As a railway wheel rolls over a railway rail, rolling noise is generated, the faster the wheel runs, the more noise is produced. The general trend is that train speeds increase, at the same time as the number of trains trafficking railway lines increase, so, railway noise also increases if nothing is done to control it.
Strict noise regulations limit the possibility to build new dwellings near railway lines, at the same time existing dwellings limit the possibility to increase railway traffic, and to shift transports to rail, a high-priority goal in the EU.
Consequently, rolling stock and track builders need to build quieter trains and tracks. By selecting components with particular parameters (e.g. stiffness, mass, and damping a track can be low-noise optimized.
Our rolling noise prediction model is an invaluable tool in performing a low-noise optimization of a railway track. Calculations are performed in the time domain, and are thus more realistic than calculations with frequency-domain models, because non-stationary and non-linear rail-wheel–contact interaction effects are adequately accounted for, which becomes more important as train speeds increase. The model is well documented (see References below).
The picture below shows calculation results of rail vibrations for a railway wheel rolling over a railway rail at 300 km/h for two different cases: for a rail supported by stiff pads; and for a rail supported by soft pads. The pad is a piece of rubber isolating the rail from the sleeper. The stiffly supported rail vibrates more than the softly supported one above 1000 Hz; below 1000 Hz it is the other way around. This result applies for a specific choice of parameters such as train speed, rail roughness level, etc. Other parameters and rail/wheel combinations may give other results.
The example above demonstrates the importance in performing a low-noise optimization as part of the design of a new railway track, which Sound View Instruments can help clients in the railway industry with.

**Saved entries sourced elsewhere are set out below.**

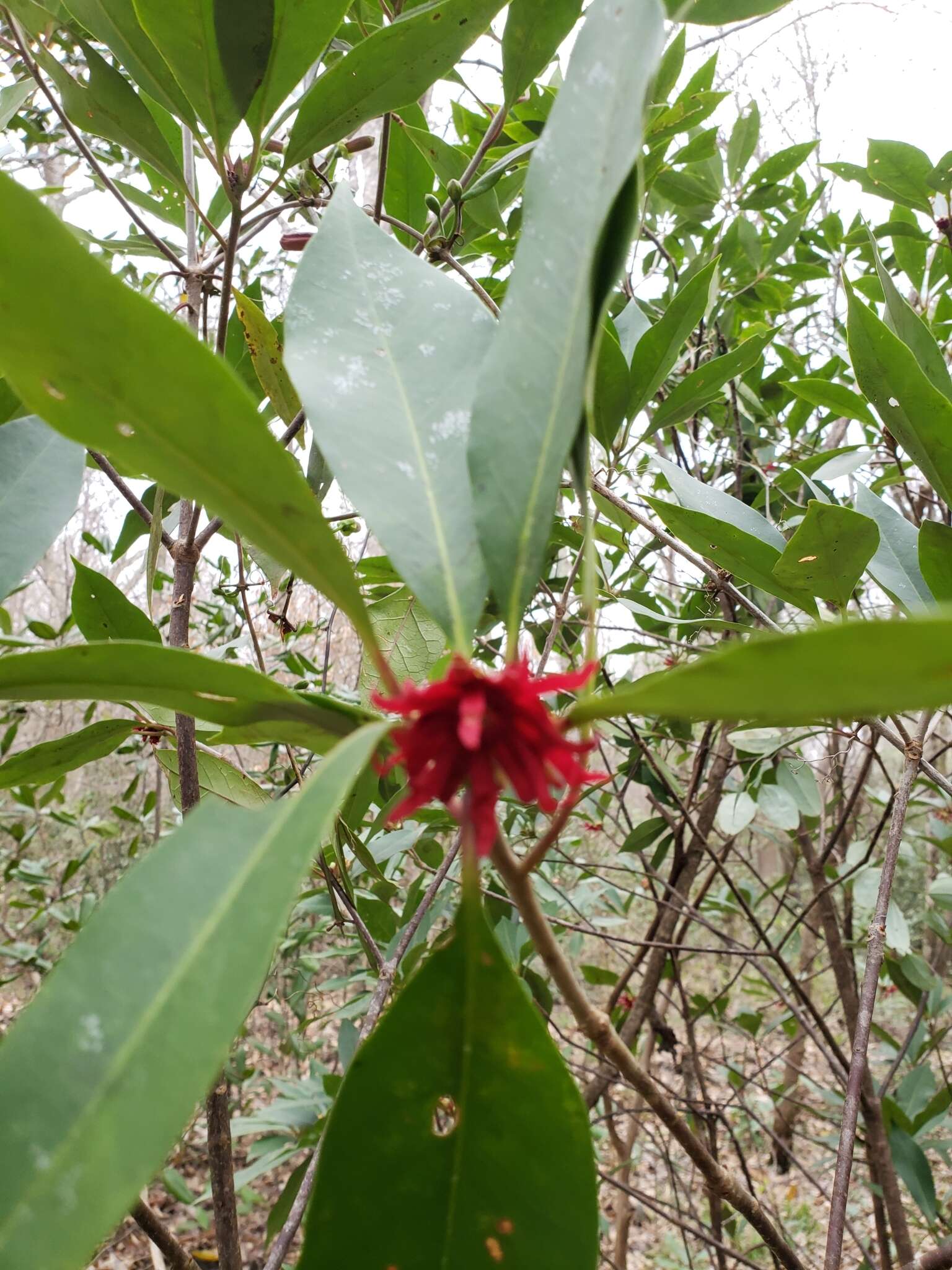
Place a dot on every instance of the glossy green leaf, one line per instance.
(532, 383)
(218, 51)
(896, 562)
(659, 349)
(410, 639)
(108, 107)
(828, 553)
(532, 36)
(838, 398)
(302, 30)
(100, 610)
(103, 1070)
(716, 13)
(390, 68)
(41, 477)
(267, 356)
(362, 343)
(936, 559)
(464, 1041)
(218, 779)
(223, 693)
(117, 25)
(731, 549)
(707, 381)
(134, 383)
(844, 670)
(917, 414)
(52, 758)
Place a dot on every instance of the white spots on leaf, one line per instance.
(90, 1036)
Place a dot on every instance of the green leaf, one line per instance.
(52, 758)
(133, 381)
(706, 383)
(904, 169)
(936, 559)
(532, 385)
(394, 65)
(531, 40)
(110, 107)
(828, 553)
(917, 414)
(716, 13)
(896, 563)
(267, 356)
(218, 780)
(461, 1041)
(302, 31)
(832, 397)
(218, 51)
(100, 610)
(148, 998)
(410, 639)
(845, 670)
(913, 1168)
(41, 477)
(659, 349)
(362, 340)
(116, 24)
(223, 693)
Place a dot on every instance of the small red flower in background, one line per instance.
(483, 730)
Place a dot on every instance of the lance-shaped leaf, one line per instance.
(385, 352)
(828, 553)
(133, 381)
(390, 68)
(52, 758)
(302, 30)
(914, 411)
(896, 563)
(457, 1116)
(532, 383)
(117, 25)
(102, 1071)
(223, 693)
(842, 671)
(707, 381)
(41, 477)
(218, 51)
(659, 349)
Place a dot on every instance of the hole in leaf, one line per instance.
(446, 1117)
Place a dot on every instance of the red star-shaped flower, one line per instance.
(484, 730)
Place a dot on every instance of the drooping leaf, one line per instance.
(267, 356)
(223, 693)
(41, 477)
(936, 559)
(302, 30)
(532, 36)
(52, 758)
(530, 402)
(134, 383)
(844, 670)
(659, 349)
(218, 779)
(461, 1043)
(102, 1071)
(218, 51)
(100, 610)
(917, 414)
(828, 553)
(379, 334)
(896, 562)
(390, 68)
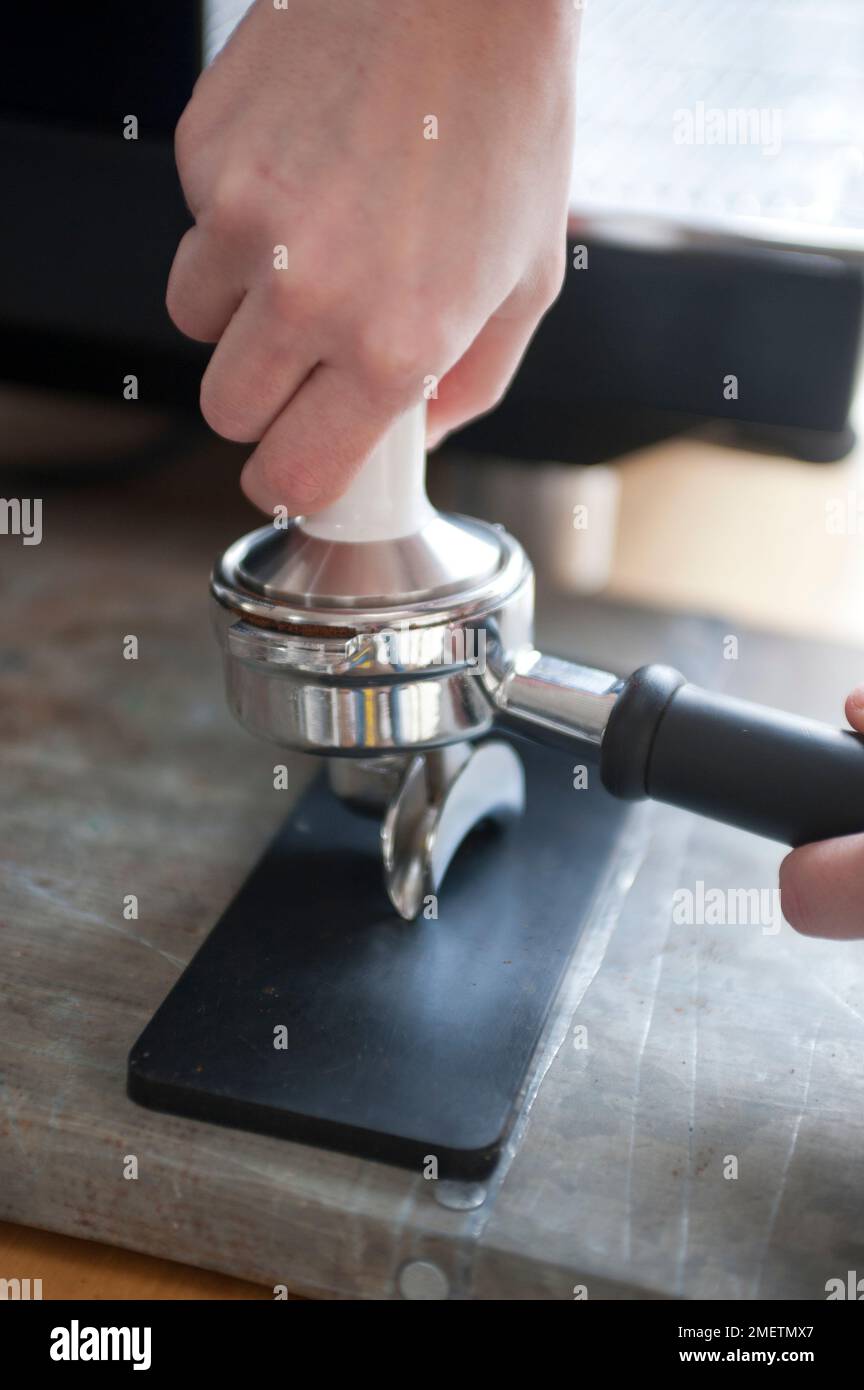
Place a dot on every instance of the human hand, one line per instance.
(406, 257)
(823, 884)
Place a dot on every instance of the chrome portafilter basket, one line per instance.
(393, 641)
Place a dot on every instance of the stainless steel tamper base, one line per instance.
(377, 655)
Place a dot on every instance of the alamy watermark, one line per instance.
(757, 125)
(21, 517)
(702, 906)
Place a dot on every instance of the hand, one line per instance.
(406, 257)
(823, 884)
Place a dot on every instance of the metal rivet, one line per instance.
(460, 1197)
(422, 1279)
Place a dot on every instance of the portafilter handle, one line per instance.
(777, 774)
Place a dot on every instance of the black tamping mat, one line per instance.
(316, 1014)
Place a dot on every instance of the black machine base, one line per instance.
(313, 1012)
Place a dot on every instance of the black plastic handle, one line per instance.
(756, 767)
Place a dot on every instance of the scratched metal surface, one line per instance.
(702, 1041)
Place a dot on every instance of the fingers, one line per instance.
(256, 369)
(203, 291)
(823, 888)
(318, 442)
(481, 377)
(854, 708)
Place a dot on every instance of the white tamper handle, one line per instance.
(388, 498)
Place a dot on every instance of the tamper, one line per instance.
(395, 640)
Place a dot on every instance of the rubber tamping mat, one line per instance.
(313, 1012)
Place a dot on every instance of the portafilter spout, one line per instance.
(386, 633)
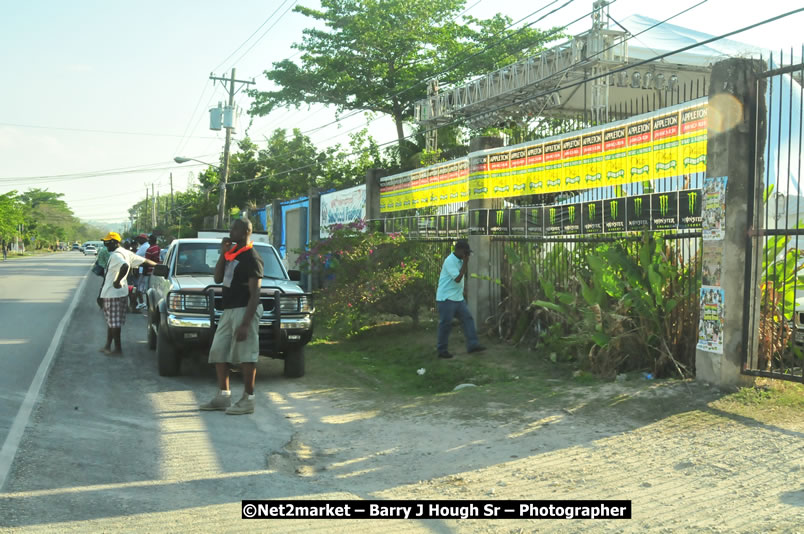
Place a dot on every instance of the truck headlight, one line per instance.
(179, 302)
(289, 304)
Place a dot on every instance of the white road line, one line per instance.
(14, 436)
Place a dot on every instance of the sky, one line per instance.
(91, 88)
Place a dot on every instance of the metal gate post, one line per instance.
(736, 131)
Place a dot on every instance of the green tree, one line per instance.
(374, 54)
(10, 215)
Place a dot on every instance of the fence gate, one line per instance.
(776, 297)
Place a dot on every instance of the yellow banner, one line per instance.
(661, 145)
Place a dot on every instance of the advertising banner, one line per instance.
(342, 207)
(670, 142)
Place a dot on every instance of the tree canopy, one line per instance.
(375, 55)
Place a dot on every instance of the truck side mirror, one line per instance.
(161, 270)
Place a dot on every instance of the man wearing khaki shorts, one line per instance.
(236, 340)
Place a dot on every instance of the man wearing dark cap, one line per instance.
(451, 300)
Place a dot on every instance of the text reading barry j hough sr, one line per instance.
(435, 509)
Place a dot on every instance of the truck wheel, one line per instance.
(151, 333)
(168, 359)
(294, 363)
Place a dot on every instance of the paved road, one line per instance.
(35, 294)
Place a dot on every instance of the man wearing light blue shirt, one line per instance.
(451, 300)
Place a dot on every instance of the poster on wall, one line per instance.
(342, 207)
(712, 265)
(714, 208)
(710, 325)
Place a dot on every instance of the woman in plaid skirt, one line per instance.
(114, 293)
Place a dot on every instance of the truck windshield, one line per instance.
(200, 259)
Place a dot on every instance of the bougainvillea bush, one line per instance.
(366, 274)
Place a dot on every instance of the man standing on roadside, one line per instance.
(151, 253)
(451, 300)
(114, 293)
(236, 340)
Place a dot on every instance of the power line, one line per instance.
(655, 58)
(485, 49)
(85, 130)
(266, 31)
(250, 36)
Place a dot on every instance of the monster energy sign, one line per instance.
(571, 218)
(552, 222)
(638, 214)
(614, 215)
(478, 222)
(499, 225)
(593, 217)
(689, 209)
(516, 221)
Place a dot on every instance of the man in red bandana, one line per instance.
(236, 340)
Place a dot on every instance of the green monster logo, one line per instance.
(664, 205)
(638, 206)
(613, 205)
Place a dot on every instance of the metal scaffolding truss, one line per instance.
(528, 87)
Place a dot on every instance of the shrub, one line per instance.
(364, 274)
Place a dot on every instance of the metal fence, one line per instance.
(776, 295)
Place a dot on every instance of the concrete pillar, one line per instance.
(735, 147)
(276, 223)
(482, 293)
(373, 192)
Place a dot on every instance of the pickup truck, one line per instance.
(184, 305)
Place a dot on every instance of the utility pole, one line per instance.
(153, 208)
(225, 170)
(145, 209)
(170, 217)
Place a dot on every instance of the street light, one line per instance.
(222, 200)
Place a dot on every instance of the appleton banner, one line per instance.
(669, 142)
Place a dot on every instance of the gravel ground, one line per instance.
(113, 447)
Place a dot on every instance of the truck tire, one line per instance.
(168, 358)
(294, 363)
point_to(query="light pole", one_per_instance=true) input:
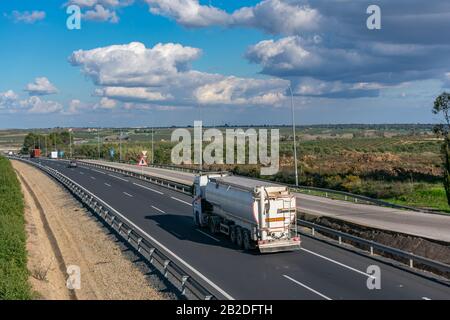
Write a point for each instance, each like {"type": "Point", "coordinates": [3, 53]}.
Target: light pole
{"type": "Point", "coordinates": [120, 146]}
{"type": "Point", "coordinates": [295, 139]}
{"type": "Point", "coordinates": [98, 142]}
{"type": "Point", "coordinates": [153, 145]}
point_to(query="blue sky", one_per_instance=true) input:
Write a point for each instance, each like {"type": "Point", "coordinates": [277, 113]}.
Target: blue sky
{"type": "Point", "coordinates": [160, 62]}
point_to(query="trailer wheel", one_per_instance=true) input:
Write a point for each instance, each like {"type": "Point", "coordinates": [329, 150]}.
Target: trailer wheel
{"type": "Point", "coordinates": [233, 234]}
{"type": "Point", "coordinates": [247, 242]}
{"type": "Point", "coordinates": [239, 237]}
{"type": "Point", "coordinates": [197, 219]}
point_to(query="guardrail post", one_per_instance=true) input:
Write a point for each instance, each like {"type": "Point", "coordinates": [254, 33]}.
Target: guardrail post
{"type": "Point", "coordinates": [183, 284]}
{"type": "Point", "coordinates": [150, 255]}
{"type": "Point", "coordinates": [166, 264]}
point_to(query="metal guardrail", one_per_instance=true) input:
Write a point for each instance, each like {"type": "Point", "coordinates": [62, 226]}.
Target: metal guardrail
{"type": "Point", "coordinates": [183, 188]}
{"type": "Point", "coordinates": [161, 260]}
{"type": "Point", "coordinates": [373, 247]}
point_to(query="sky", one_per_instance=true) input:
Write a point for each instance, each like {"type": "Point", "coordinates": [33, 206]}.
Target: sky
{"type": "Point", "coordinates": [170, 62]}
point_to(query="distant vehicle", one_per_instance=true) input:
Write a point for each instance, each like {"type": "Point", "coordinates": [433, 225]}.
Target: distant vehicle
{"type": "Point", "coordinates": [35, 153]}
{"type": "Point", "coordinates": [72, 164]}
{"type": "Point", "coordinates": [254, 214]}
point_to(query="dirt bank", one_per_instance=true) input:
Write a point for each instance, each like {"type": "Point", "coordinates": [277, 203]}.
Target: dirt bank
{"type": "Point", "coordinates": [61, 233]}
{"type": "Point", "coordinates": [428, 248]}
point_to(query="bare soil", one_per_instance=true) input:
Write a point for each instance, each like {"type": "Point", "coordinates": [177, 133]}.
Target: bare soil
{"type": "Point", "coordinates": [60, 232]}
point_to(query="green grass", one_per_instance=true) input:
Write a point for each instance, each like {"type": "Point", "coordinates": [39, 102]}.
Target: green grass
{"type": "Point", "coordinates": [424, 196]}
{"type": "Point", "coordinates": [13, 256]}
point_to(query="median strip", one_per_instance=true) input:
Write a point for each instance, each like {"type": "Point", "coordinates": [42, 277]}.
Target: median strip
{"type": "Point", "coordinates": [153, 190]}
{"type": "Point", "coordinates": [111, 175]}
{"type": "Point", "coordinates": [157, 209]}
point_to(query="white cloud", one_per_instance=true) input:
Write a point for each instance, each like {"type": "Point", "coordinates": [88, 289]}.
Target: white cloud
{"type": "Point", "coordinates": [241, 91]}
{"type": "Point", "coordinates": [132, 73]}
{"type": "Point", "coordinates": [27, 16]}
{"type": "Point", "coordinates": [99, 13]}
{"type": "Point", "coordinates": [8, 99]}
{"type": "Point", "coordinates": [272, 16]}
{"type": "Point", "coordinates": [133, 64]}
{"type": "Point", "coordinates": [35, 104]}
{"type": "Point", "coordinates": [41, 86]}
{"type": "Point", "coordinates": [127, 94]}
{"type": "Point", "coordinates": [105, 103]}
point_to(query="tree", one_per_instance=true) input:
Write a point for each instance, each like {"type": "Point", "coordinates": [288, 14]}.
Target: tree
{"type": "Point", "coordinates": [442, 106]}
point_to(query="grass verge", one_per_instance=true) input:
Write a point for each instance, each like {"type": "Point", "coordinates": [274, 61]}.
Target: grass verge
{"type": "Point", "coordinates": [424, 196]}
{"type": "Point", "coordinates": [13, 256]}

- Anders Nordborg. Vertical Rail Vibrations: Noise and Structure-Borne Sound Generation. PhD thesis, Kungl Tekniska Högskolan, Stockholm, Sweden, 1995.
- Anders Nordborg. Vertical Rail Vibrations: Point force Excitation. ACUSTICA • acta acustica 84(2): 280‒288, 1998
- Anders Nordborg. Vertical Rail Vibrations: Parametric Excitation. ACUSTICA • acta acustica 84(2): 289‒300, 1998.
- Anders Nordborg. Wheel/rail noise generation due to nonlinear effects and parametric excitation. Journal of the Acoustical Society of America: 111(4):1772‒1781, 2002.
- Nordborg, O. Lundberg. Contributions of contact nonlinearities to wheel/rail noise generation. Forum Acusticum 2014 Krakow.
- Anders Nordborg, Torsten Kohrs. Ein Zeitbereichsmodell zur Beschreibung der Rollgeräuschentstehung. DAGA 2015 Nürnberg.